You mean the page model with the built-in navigation where the WPF app is 'hosted' in a pseudo-browser?
That model is a real mess, and I really, really hope Microsoft eventually just kills it off (not that they will). It is a mess because whoever designed that model worked very hard to simulate the web - you know, how web browsers and servers can't remember anything between transitions?
To do this, it appears WPF spins up isolated memory for each page, and erases all data as you move to another page. It really sucks, and I never did figure out a reliable way to remember anything from page to page...
In Chris Anderson's 'WPF Unleashed' book he has a whole chapter where he builds a mini-framework to overcome some of the limitations of the page model - but even that wasn't enough to make me successful.
Yeah, all I can say is good luck.

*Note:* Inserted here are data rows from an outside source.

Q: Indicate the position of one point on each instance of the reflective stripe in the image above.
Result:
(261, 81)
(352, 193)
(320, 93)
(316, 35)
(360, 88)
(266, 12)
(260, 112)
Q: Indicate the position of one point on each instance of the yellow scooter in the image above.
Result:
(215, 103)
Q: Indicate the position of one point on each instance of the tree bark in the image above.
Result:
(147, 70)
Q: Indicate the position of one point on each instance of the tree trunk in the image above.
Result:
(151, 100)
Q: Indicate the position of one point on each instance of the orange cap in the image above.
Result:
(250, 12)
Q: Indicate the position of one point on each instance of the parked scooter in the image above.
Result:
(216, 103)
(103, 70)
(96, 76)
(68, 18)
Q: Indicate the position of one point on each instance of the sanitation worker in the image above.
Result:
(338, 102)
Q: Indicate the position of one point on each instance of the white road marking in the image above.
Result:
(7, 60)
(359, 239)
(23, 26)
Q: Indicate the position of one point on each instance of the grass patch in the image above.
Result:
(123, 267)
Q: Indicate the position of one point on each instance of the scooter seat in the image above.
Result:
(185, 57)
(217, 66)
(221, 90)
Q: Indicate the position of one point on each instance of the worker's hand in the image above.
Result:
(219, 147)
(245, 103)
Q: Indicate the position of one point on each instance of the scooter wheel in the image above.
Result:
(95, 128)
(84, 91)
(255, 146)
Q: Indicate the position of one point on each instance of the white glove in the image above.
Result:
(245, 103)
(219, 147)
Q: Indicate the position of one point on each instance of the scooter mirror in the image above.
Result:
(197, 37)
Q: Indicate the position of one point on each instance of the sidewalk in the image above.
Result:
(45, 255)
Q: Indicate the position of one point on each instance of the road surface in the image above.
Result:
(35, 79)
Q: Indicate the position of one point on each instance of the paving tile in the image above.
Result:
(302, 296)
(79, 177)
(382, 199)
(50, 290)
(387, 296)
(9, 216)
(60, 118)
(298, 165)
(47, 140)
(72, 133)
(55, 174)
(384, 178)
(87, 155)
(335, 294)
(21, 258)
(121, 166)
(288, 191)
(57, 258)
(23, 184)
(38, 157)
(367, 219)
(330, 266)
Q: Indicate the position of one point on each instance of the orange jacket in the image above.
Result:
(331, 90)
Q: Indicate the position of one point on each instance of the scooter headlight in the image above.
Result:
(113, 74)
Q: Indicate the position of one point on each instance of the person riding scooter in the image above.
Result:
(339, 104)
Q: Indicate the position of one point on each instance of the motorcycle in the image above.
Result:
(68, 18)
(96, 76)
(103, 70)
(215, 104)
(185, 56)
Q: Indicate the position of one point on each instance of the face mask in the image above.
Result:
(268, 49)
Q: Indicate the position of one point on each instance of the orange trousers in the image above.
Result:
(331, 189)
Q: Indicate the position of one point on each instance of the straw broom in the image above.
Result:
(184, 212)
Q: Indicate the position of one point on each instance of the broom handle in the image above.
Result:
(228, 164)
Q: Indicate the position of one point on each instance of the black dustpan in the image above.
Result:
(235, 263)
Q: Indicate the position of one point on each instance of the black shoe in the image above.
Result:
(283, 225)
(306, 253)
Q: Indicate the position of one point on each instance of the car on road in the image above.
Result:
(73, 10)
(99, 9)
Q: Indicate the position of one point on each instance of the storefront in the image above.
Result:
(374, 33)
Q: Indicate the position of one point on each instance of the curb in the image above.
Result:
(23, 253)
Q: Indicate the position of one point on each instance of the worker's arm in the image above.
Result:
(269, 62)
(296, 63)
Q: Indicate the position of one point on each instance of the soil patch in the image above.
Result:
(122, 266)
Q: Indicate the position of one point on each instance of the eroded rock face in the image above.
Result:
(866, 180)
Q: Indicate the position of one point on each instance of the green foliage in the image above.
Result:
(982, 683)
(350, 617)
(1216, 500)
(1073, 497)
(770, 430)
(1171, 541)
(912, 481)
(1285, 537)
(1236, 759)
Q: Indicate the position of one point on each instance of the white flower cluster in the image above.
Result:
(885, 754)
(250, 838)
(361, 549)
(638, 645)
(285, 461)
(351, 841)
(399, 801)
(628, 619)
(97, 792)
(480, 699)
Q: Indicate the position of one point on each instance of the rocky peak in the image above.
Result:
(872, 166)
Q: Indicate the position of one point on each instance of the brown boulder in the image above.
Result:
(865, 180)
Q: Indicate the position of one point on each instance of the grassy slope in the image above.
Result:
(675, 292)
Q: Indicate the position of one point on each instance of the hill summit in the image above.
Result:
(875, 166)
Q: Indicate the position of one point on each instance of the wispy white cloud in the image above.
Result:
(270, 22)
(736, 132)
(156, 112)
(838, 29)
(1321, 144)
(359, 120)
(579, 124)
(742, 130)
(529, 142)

I spent some time with this model and found it to be incredibly frustrating. Even things like storing values on the thread (which Csla.ApplicationContext does) turned out to be unreliable...
The way I look at UI frameworks is that if I spend 2-3 days fighting with it and even after that time it is making my life harder instead of easier, then that framework must have some serious issues...
That said, maybe you'll have better luck with it. Maybe it is a zen thing, and I just wasn't able to be the UI sufficiently enough to understand what they were trying to do to me (sorry, I mean do for me).